For these reasons, Employers may decide to discipline or discharge employees for social media activity that blurs the line between personal opinion and employers’ business interests. Employers should consider that employees have certain legal protections against employer responses to their speech at and away from work.  They include engaging in “protected activity” under the Fair Employment and Housing Act (FEHA), political speech as defined in the California Labor Code, and protected activity under Section 7 of the National Labor Relations Act (NLRA).
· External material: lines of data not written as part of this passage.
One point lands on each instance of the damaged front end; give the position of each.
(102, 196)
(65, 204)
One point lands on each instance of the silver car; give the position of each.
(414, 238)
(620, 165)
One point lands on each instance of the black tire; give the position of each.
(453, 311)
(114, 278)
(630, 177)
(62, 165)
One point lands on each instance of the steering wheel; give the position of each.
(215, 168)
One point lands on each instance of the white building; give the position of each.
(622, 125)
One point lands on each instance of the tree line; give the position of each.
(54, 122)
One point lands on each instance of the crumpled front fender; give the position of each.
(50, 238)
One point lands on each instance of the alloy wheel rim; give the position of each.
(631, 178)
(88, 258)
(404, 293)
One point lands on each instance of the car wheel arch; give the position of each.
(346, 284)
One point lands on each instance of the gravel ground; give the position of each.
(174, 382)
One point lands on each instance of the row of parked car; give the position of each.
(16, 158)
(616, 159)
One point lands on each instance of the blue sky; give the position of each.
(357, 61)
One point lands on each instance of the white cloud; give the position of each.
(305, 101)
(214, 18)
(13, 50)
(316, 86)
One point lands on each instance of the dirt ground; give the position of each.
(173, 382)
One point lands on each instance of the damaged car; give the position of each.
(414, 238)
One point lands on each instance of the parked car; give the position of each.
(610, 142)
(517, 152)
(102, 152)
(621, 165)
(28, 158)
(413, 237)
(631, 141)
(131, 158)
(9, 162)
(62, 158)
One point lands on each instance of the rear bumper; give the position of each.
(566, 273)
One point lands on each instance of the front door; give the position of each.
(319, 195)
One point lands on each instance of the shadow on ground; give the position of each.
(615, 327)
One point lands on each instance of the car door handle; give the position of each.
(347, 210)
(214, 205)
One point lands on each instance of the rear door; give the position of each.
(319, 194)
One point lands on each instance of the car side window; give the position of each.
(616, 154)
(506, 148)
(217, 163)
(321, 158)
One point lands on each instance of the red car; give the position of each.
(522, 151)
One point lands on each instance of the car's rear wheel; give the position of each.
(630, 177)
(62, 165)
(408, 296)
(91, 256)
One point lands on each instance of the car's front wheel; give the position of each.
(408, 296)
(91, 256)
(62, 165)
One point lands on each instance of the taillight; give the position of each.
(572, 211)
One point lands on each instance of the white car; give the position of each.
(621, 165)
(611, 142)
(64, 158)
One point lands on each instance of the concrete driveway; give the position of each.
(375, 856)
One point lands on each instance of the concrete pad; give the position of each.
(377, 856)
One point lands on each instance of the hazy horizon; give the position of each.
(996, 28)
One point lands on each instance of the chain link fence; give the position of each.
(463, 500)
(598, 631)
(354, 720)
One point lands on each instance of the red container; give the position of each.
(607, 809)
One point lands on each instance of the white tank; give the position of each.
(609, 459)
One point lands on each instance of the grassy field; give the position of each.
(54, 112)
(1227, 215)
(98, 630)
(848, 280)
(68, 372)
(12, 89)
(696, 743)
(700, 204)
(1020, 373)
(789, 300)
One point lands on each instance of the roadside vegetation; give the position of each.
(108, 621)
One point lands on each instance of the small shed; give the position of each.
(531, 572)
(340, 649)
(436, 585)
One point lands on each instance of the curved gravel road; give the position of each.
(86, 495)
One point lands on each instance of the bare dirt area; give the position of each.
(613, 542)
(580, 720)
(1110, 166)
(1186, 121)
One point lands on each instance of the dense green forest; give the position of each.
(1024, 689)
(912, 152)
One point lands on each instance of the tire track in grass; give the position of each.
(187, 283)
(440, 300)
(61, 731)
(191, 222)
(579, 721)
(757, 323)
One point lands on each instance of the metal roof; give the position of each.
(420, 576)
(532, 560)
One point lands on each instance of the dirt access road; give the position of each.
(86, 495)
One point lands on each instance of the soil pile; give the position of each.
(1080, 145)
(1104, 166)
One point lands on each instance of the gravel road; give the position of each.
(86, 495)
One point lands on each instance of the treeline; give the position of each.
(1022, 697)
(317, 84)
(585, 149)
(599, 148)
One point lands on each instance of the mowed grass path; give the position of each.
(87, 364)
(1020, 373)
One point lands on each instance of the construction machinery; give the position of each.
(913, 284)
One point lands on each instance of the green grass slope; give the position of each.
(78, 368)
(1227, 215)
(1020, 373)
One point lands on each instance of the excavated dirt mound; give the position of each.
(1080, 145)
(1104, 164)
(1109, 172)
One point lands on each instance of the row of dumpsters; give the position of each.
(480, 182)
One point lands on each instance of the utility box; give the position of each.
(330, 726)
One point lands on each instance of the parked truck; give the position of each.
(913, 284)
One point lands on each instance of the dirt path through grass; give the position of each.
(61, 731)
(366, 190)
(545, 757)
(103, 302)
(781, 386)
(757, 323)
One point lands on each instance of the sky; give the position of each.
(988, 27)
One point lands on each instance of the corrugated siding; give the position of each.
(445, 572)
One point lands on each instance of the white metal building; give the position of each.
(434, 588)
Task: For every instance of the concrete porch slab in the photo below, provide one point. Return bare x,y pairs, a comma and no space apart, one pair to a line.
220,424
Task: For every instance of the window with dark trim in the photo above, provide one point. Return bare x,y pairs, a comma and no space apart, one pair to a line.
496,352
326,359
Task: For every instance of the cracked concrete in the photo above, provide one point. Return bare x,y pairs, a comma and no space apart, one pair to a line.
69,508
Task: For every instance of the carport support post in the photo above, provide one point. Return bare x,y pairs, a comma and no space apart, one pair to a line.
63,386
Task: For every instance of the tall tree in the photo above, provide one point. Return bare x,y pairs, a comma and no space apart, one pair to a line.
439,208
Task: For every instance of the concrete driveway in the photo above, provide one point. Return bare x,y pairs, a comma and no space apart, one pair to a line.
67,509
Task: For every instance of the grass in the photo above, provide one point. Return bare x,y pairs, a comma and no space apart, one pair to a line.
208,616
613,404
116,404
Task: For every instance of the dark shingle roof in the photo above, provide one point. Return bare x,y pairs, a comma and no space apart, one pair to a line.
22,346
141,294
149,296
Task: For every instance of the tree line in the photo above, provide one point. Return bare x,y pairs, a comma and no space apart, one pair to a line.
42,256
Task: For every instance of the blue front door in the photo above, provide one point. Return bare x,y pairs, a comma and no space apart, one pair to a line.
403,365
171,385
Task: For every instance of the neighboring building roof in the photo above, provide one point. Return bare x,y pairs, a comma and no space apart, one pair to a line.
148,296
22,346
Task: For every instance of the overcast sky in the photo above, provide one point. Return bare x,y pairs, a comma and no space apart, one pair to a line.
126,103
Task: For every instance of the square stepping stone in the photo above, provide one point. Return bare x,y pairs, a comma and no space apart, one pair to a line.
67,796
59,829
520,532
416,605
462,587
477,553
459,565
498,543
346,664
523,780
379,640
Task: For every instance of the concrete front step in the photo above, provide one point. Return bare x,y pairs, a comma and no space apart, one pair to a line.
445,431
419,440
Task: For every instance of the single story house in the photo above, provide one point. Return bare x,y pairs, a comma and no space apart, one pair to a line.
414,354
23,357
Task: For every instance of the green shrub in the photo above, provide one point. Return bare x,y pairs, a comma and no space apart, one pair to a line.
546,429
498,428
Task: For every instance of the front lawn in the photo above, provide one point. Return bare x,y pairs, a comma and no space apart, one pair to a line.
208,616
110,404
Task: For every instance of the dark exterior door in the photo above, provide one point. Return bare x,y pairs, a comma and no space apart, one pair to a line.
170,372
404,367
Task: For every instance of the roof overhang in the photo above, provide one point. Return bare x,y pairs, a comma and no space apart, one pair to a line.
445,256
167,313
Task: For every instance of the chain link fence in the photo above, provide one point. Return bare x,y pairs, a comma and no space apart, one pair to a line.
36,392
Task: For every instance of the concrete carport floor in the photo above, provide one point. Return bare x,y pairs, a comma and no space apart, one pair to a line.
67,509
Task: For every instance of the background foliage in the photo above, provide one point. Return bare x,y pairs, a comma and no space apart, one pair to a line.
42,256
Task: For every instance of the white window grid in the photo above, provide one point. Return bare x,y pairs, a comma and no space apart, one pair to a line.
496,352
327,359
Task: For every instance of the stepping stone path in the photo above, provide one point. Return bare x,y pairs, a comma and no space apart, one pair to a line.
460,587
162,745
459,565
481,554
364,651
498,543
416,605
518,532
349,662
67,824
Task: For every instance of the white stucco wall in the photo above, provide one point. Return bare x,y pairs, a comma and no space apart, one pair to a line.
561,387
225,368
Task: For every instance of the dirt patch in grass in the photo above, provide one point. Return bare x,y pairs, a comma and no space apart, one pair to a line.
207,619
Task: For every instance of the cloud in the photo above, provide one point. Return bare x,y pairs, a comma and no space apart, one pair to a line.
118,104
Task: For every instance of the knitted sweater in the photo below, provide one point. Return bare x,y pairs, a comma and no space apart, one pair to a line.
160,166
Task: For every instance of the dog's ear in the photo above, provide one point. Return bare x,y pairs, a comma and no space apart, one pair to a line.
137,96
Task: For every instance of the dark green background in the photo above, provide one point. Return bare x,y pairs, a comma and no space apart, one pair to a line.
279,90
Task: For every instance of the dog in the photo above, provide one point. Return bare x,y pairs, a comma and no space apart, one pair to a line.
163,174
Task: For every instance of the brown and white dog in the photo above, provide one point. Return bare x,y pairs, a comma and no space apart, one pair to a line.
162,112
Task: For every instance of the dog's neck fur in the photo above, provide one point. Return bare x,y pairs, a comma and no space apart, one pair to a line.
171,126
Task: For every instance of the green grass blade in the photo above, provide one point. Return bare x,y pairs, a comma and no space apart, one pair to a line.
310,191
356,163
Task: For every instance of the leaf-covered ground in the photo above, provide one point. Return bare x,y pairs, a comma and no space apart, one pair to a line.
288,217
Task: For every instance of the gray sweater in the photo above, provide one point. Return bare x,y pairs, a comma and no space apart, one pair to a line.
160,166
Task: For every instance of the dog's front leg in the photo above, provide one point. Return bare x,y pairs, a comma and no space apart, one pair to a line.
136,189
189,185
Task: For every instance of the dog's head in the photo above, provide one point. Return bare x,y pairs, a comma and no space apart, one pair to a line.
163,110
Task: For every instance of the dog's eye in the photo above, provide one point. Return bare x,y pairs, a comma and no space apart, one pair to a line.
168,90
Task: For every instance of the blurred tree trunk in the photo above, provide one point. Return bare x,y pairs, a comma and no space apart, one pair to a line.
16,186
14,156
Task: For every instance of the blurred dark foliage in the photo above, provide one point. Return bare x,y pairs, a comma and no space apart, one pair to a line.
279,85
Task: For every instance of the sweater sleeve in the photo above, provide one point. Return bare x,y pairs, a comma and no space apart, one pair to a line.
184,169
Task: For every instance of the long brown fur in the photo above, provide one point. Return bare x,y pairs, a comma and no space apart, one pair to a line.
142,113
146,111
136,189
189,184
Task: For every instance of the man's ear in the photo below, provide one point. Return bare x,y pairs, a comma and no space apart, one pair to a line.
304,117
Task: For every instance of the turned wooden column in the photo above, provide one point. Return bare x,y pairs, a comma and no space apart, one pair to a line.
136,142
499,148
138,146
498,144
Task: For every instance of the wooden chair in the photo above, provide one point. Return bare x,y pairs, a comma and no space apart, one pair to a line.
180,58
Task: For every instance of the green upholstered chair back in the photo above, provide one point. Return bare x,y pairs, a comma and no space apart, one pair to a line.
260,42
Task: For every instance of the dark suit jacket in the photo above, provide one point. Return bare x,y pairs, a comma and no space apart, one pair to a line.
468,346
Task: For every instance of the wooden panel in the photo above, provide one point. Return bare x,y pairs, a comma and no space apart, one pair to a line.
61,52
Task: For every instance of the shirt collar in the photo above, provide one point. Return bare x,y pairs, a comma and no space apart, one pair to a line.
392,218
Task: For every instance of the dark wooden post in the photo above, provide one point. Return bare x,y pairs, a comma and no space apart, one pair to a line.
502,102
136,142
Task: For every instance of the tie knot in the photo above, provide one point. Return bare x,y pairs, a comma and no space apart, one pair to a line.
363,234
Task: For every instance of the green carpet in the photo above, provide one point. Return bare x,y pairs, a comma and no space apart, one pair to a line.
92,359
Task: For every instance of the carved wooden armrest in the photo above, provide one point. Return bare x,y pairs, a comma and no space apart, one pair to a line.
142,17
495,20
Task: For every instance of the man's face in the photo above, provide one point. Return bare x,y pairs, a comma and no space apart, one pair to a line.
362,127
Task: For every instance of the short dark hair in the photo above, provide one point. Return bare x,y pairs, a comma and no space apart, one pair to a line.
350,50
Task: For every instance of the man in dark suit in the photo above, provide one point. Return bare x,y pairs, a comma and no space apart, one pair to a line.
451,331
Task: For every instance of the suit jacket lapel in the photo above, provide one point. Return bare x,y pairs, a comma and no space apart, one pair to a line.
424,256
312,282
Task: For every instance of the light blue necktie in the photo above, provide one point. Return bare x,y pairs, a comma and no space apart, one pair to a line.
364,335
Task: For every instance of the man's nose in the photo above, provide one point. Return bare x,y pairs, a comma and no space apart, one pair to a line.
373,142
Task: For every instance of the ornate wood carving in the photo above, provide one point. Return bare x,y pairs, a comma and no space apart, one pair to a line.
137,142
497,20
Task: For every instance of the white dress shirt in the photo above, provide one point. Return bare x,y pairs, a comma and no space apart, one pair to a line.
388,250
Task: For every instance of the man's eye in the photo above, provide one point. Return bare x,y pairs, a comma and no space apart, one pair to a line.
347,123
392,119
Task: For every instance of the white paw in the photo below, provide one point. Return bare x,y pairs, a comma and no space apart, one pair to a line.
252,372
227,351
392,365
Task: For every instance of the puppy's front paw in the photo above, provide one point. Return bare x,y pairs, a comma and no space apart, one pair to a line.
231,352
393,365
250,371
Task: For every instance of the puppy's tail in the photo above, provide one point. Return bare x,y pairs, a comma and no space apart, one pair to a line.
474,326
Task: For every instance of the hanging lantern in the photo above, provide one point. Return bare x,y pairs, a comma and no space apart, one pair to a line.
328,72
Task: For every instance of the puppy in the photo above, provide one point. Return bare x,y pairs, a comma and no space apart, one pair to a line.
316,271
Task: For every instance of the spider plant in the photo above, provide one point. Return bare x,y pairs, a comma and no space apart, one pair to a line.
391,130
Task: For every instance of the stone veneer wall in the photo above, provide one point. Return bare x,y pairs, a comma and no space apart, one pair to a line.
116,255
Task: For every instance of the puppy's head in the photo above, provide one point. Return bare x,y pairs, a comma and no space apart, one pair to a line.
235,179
These protections are not unlimited, and they depend on the context and content of the communication.

FEHA Protection

The Fair Employment and Housing Act and analogous federal laws  protect employees who oppose an employer’s practice that they reasonably believe violates anti-discrimination laws.  For example, if an employee in good faith complains that an employer’s hiring practices result in sex discrimination, employers risk retaliation claims for taking negative action in response to the employee’s opinion.  

Google recently discharged an employee whose objection to company diversity programs became public via social media outlets.  Google claims the employee’s viewpoints were sexist and upset other employees.  The fired employee claims he had a right to register his complaints.  It remains to be seen whether the employee’s viewpoints constitute a legally protected activity, or whether Google will be found liable for retaliating against him.

California Political Speech Protection

California’s Labor Code prohibits employers from retaliating against employees based on “political action or political activity.”  The California Supreme Court, in Gay Law Students Association v. Pacific Telephone & Telegraph Company, remarked that the Legislature created this law because “employers could misuse their economic power to interfere with the political activities of their employees…”  The Court also held that this protection is not limited to attempting to persuade employees to vote for a candidate.  The statute also bars employers from influencing their employees’ opinions on “issues of civil rights, such as racial and gender disparities.”

NLRA Protection

Employees discussing “wages, hours and other terms and conditions” of their employment may be engaging in protected activity under Section 7 of the NLRA.  Under Section 7, “[e]mployees shall have the right… to engage in other concerted activities for the purpose of collective bargaining or other mutual aid or protection.” 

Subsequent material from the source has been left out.